C3POa icon indicating copy to clipboard operation
C3POa copied to clipboard

Calling Consensi Hang

Open AndrewSkelton opened this issue 3 years ago • 2 comments

Hi, I'm trying to replicate the B-Cell data from your 2018 paper (lovely work btw!)

I've downloaded the SRA data, so I'm working with SRR6924616_R2C2_full_length_cDNA_sequencing_of_single_human_B_cells_1.fastq.gz.

I've git clone'd your repo and ran the setup without issue, along with Racon / BLAT conda installed (available in the path).
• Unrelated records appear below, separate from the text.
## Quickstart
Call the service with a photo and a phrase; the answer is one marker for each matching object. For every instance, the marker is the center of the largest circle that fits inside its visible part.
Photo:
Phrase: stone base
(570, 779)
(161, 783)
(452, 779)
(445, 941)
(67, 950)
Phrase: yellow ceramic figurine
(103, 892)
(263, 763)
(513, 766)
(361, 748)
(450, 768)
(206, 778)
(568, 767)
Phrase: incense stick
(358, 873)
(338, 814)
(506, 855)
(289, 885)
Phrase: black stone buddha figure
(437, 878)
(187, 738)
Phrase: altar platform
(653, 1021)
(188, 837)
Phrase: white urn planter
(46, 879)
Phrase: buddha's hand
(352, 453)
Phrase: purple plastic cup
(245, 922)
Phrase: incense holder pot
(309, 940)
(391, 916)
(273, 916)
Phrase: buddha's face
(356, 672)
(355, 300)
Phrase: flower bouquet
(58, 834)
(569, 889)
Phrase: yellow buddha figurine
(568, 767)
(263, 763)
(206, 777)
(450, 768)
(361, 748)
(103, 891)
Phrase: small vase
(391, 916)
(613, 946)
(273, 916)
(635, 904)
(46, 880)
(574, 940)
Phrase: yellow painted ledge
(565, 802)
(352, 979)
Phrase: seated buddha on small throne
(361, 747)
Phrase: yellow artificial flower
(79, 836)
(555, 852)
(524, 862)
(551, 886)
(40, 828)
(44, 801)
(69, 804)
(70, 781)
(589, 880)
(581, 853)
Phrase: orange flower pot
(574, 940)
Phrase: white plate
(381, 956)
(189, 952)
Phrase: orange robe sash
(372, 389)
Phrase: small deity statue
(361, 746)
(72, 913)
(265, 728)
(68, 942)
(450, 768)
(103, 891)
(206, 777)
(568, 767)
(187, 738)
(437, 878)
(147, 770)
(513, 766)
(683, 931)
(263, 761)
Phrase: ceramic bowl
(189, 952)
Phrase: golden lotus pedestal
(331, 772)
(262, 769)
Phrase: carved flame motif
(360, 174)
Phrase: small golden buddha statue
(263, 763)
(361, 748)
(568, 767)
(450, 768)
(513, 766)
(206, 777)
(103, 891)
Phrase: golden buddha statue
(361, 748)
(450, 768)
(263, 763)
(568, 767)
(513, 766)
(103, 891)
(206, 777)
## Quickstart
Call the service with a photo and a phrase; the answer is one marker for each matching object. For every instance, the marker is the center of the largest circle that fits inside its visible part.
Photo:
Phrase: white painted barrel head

When running the command (using a subset of the data or the whole enchilada), it seems to hang on the "Calling consensi" portion for a long period of time, then the script finishes. The splint.fasta is the one included in your repo. The output directory contains a splint_to_read_alignments.psl file which is sizeable, but the R2C2_Consensus.fasta & R2C2_Subreads.fastq are empty.

Command:

python3 C3POa.py \
                -r ../../Data/R2C2/SRR6924616_R2C2_full_length_cDNA_sequencing_of_single_human_B_cells_1.fastq.gz \
                -o ../C3POa_All -s splint.fasta -l 1000 -d 500 -n 8 -g 1000

Log Contents:

C3POa version: v2.2.3
Total reads: 2873159
No splint reads: 796038 (27.71%)
Under len cutoff: 668197 (23.26%)
Total thrown away reads: 1464235 (50.96%)
Reads after preprocessing: 1408924

Output:

Aligning splints to reads with blat
Preprocessing: 100%|████████████████████████████████████████████████████████████████████████████████████████████████████████████████████████████████████████████████████████████████████████████| 2205/2205 [19:48<00:00,  1.85it/s]
Catting psls: 100%|█████████████████████████████████████████████████████████████████████████████████████████████████████████████████████████████████████████████████████████████████████████████| 2205/2205 [00:22<00:00, 99.51it/s]
Removing preprocessing files: 100%|███████████████████████████████████████████████████████████████████████████████████████████████████████████████████████████████████████████████████████████| 2205/2205 [00:00<00:00, 2347.87it/s]
Calling consensi:   0%|                                                                                                                                                                                  | 0/2205 [1:44:10<?, ?it/s]
Catting consensus reads: 0it [00:00, ?it/s]
Catting subreads: 0it [00:00, ?it/s]
Removing files: 0it [00:00, ?it/s]

System shows 100% usage and those 8 threads actively working, even with no output on the Consensus Calling. Any advice would be very welcome / obvious errors I could be making! (and thanks for maintaining this repo).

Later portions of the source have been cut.